What is a Smart Contract ABI anyways? — A guide to understand client-blockchain communication

As you step into Smart Contract development for EVM-compatible chains such as Ethereum or Binance Smart Chain, one of the most difficult tasks to do is getting familiar with how things actually work, and while researching, one of the worst explained concepts and that carries a lot of questions are the Smart Contract’s ABIs.

This section is almost never explained because the fun thing is to create Smart Contracts in Solidity or to use Web3.js to connect an interface to it, but there’s a great reason for it to exist.

For Smart Contract and DApps development things are usually different from the well-known and hardly used client-server model, right? There are no API and database models. Also, you don’t have anywhere to call with a fetch call, isn’t it?

All you have to do is instantiate a Smart Contract using Web3 (or any equivalent) like this:

const Contract = require('web3-eth-contract');

Contract.setProvider('http://localhost:8546');

const contract = new Contract(abi, address);

contract.methods.somFunc().send({from: ....})

Well, turns out things are not exactly the same, but, once you understood its principles, is more familiar than what you might think, and the Smart Contract’s ABI is a fundamental piece of the client-blockchain communication puzzle.

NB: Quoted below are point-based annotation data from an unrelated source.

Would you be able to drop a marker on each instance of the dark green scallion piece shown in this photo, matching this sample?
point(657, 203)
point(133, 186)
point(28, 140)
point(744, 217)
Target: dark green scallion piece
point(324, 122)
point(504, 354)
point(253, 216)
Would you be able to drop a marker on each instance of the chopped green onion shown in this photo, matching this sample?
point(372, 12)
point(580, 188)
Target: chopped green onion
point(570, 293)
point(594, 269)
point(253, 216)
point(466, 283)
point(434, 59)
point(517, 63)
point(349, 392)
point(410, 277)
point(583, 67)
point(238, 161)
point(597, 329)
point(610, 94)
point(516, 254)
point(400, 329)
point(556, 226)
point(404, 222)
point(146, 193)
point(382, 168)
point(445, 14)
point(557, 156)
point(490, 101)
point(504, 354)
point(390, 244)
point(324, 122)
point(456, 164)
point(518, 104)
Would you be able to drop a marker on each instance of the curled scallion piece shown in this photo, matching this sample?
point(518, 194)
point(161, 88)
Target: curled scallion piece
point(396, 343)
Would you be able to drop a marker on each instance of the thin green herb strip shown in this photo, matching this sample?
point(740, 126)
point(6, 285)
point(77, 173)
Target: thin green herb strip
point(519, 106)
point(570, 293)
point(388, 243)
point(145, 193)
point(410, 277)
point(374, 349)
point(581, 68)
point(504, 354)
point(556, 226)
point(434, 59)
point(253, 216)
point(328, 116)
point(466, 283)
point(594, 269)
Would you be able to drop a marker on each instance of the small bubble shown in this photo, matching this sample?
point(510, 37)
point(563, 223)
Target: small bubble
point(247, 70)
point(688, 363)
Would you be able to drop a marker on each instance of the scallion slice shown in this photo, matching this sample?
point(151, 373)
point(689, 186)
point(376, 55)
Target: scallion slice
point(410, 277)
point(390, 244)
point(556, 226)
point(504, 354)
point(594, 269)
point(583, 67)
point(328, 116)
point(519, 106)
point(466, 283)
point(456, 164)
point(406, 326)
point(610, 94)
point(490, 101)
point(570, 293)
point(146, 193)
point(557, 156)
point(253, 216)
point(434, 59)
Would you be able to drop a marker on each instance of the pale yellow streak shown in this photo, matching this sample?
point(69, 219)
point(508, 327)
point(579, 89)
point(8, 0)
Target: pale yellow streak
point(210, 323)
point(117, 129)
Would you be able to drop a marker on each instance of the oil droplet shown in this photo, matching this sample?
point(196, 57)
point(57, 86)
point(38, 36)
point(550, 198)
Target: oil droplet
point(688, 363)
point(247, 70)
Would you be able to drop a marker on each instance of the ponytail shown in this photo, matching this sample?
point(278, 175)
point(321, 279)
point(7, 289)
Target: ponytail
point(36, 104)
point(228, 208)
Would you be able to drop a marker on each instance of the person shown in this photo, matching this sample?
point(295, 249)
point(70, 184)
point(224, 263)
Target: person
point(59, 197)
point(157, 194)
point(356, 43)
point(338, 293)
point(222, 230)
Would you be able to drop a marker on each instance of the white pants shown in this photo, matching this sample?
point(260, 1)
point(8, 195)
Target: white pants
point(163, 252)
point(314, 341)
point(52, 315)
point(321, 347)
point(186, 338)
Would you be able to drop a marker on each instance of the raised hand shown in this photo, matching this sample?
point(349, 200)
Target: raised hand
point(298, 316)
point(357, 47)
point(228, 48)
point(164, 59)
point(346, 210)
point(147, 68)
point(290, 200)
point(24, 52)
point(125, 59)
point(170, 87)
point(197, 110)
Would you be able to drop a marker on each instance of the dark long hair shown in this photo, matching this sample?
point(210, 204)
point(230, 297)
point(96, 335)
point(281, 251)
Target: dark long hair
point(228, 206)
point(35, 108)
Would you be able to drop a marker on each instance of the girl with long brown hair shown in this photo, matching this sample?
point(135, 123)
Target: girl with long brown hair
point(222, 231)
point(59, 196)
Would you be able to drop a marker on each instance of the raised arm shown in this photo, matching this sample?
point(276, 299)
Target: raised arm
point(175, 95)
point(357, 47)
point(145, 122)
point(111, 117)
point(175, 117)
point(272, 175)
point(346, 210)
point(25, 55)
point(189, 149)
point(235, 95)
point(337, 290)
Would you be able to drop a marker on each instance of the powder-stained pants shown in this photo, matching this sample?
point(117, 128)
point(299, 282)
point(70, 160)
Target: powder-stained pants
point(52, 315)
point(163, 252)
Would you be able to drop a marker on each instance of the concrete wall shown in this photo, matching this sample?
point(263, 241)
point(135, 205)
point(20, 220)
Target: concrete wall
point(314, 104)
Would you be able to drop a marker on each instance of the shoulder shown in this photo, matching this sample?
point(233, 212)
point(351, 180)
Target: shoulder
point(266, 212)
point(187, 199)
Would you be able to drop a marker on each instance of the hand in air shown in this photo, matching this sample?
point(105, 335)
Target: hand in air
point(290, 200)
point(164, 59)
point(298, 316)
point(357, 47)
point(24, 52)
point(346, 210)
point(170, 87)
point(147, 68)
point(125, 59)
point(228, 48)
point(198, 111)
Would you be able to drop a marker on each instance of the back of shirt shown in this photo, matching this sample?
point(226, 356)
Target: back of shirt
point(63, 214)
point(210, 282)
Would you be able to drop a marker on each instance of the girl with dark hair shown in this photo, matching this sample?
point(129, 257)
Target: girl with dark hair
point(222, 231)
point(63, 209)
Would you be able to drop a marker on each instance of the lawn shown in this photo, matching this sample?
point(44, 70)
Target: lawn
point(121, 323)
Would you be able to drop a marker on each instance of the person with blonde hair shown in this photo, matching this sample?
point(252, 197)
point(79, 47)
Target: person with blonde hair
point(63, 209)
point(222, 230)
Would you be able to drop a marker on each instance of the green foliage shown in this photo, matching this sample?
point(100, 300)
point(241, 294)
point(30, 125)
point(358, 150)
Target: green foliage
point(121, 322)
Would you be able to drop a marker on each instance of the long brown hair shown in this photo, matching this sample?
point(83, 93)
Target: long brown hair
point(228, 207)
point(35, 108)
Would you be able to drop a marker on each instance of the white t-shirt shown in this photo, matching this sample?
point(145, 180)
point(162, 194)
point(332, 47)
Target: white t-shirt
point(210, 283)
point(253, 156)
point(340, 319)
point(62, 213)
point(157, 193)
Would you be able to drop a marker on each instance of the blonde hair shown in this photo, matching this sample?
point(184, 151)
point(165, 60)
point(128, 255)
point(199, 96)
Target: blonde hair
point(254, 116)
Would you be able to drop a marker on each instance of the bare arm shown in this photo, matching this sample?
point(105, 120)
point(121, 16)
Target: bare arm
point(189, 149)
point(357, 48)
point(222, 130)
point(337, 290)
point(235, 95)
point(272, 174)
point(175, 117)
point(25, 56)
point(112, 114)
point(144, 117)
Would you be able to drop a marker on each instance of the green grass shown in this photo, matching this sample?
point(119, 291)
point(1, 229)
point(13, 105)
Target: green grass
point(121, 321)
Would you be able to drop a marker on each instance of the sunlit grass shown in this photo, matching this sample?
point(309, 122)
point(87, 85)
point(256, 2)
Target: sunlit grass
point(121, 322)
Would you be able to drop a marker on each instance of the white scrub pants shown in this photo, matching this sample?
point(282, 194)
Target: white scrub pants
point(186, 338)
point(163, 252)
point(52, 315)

Let’s revisit some basics.

How does a UI communicate with a blockchain node?

As you may know, blockchain is composed of its nodes, the so-called clients, that are basically just infrastructure of computers connected P2P on the network and each one has ideally the copy of the entire blockchain.

These clients communicate with each other and send information about transactions and blocks, including function calls and contract execution, but they receive those function calls and executions from the outside.

Under this model, any client becomes an actual server, because those transactions need to be received somehow in order to be processed, which is in fact an HTTP endpoint that each one of the nodes can decide to expose or not depending on their interests.

If you’ve programmed a DApp before, you might’ve used Infura, which is an Infra-as-a-service platform that provides you a connection to the Ethereum blockchain in just a few clicks, and it provides an HTTP endpoint to use as a provider within the web3 library of your preference.

This HTTP endpoint is a JSON-RPC server that responds to a set of calls that can be sent to any client with it enabled, and it has a lot of RPC methods available to get relevant information about the node such as the block_number or the latest_block just to mention some of them.

Every Ethereum client serves as a client for the P2P network but can also opt-in to be a server for the outside

One of these JSON-RPC methods is the endpoint that receives and processes transactions. eth_sendTransaction is the method used when you’re sending ETH to somebody else’s account, but, more importantly, it is also the same method used when you interact with any smart contract, as every function call or contract interaction is a transaction as well.

This means that, when interacting with any EVM blockchain, if you pay attention, every UI such as Metamask will show you the transaction details for every time you use a Smart Contract.

The key to understand how the ABI works is to understand how these types of transactions really work.

How do we call a function using a transaction?

The main difference between a normal transaction and a function call to a Smart Contract is that one is just a plain from-to state change and the other includes an extra attribute called data that has enough information for the node to process it and execute the function at the contract.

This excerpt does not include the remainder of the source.